I would be inclined to agree, regarding the semantics at compile-time. There are some really pitfalls introduced, that some theorists may loathe: compilers that fail to accept valid programs because the meta-programming system enters into an infinite loop, or that has behavior dependent on user input.

So the meta-programming system, is like any standard scripting language: messy and hard to analyze, but gets the job done.

However, the language semantics after the meta-programming can be defined neatly. The language core, is small and (potentially( well-defined. I say potentially simply because I haven't yet formally defined the semantics.

My guess is that the motivation is in making the syntax more palatable than having quoted program fragments everywhere.

Exactly! This is exactly what I am trying to solve.

abstract syntax tree

the compile-time execution is passed a reference to the abstract syntax tree.

Just to be clear, is that the abstract syntax tree for the whole program?

I think that you want to define more entry points for parts of the program, because it could become unmanageable for no good reason.

What you have is not simply a macro system, so it should probably be categorised in meta-programming.

The whole program

Yes the AST is for the whole program.

I am not sure why multiple entry points would be needed? At compile-time a programmer only needs a single entry point to perform multiple passes over the AST (or any portion that they want, by navigating to the relevant portion).

I am also not sure where things could become unmanageable. Not trying to be argumentative, just overtired and lacking imagination. :-)
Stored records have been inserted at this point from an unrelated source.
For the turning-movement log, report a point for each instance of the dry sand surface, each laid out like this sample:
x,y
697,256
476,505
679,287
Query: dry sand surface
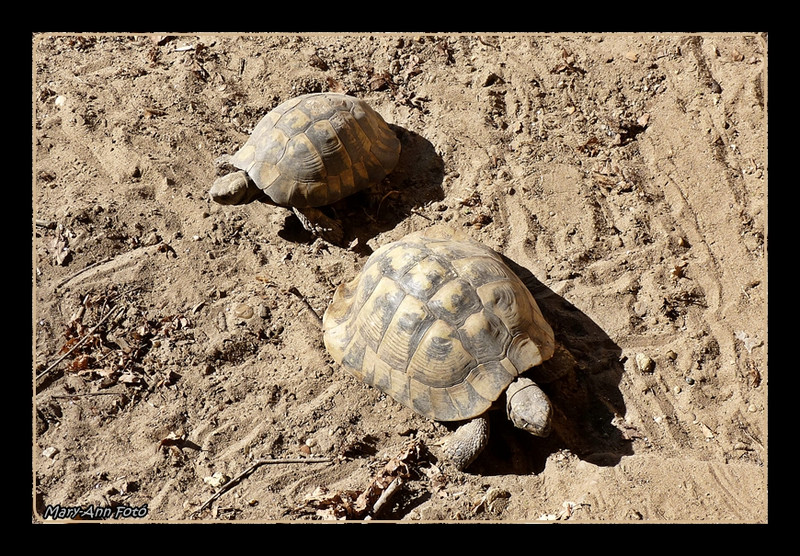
x,y
178,378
In my mind most meta-programming code would occur in imported modules, so that may help, but it is hard for me to imagine all the ways things could go wrong.

by navigating to the

by navigating to the relevant portion

That is the part I fear most, maybe a Xpath-style navigation would help? And at times you only want the AST, not the code (eg. For macro substitution). How do you obtain that?

Interesting idea

The Xpath-navigation idea is an interesting one. I don't know that it is necessary though. The Heron syntax for navigating the AST/CodeModel is pretty easy.
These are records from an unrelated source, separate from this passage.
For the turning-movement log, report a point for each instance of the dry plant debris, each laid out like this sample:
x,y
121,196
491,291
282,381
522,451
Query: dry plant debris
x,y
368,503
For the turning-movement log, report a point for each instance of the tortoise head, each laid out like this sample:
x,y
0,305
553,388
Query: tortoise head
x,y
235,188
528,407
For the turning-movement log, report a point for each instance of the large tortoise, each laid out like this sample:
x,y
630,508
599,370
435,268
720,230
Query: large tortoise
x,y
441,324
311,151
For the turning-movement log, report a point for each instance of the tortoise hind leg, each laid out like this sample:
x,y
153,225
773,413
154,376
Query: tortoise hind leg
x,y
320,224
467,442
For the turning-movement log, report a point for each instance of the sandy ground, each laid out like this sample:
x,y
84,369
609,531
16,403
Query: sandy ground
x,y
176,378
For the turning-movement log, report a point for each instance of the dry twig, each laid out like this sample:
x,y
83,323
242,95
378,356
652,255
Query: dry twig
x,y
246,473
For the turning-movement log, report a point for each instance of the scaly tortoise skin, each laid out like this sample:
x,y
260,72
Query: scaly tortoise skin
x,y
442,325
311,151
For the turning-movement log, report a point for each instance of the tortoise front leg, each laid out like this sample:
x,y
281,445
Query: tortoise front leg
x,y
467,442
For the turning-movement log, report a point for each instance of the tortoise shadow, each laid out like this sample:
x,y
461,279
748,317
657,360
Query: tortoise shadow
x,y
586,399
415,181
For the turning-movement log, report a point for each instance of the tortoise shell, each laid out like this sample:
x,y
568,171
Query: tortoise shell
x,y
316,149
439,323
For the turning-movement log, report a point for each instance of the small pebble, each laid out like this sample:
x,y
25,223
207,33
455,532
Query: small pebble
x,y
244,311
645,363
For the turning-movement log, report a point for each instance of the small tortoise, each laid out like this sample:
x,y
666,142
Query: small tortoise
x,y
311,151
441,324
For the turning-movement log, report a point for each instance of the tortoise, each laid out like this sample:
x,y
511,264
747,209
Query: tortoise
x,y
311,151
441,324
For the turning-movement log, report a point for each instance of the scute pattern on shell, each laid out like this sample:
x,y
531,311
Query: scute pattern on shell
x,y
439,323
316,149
My inspiration was the HTML Document object model, and how it is manipulated by JavaScript scripts when the document is loaded. I found that this model works well, and I have always preferred that approach to XPath. However, this could be subjective, and I have to be careful about imposing my preferences on language users. Perhaps I need to create an XPath-style library for meta-programming.

I'm not sure what you meant by "the AST, not the code". I think I made things overly complicated by talking about code and AST separately, they are effectively the same thing in Heron.

Does the DOM work well for

Does the DOM work well for tasks such as, eg. create an index entry for all bold text in a document? Or in Heron, replace all calls to a specific function with a different syntax tree?

The path may be arbitrary, or it may be relative to the AST morphing instructions. Can you express "one level up from the current point"?

My "code" was not clear sorry, I meant compiled code (the second entry point). To insert stuff in the AST, it would be more convenient to express it as Heron syntax rather than as abstract syntax tree-- but then you don't want the expression evaluated before it is inserted in the AST.

Or in Heron, replace all

Or in Heron, replace all calls to a specific function with a different syntax tree?

This isn't easy out of the box, but by coding some metaprogramming libraries, it should then become easy.

Can you express "one level up from the current point"?

Right now, no. So either my raw API is insufficient, or the burden is back on libraries to make it easier to navigate the AST.

It's all just tree manipulation. Relatively straightforward stuff.

To insert stuff in the AST, it would be more convenient to express it as Heron syntax rather than as abstract syntax tree-- but then you don't want the expression evaluated before it is inserted in the AST.

What is missing now is an API for parsing a String into the appropriate AST node at compile-time.

These are all great points you are bringing up. Thanks!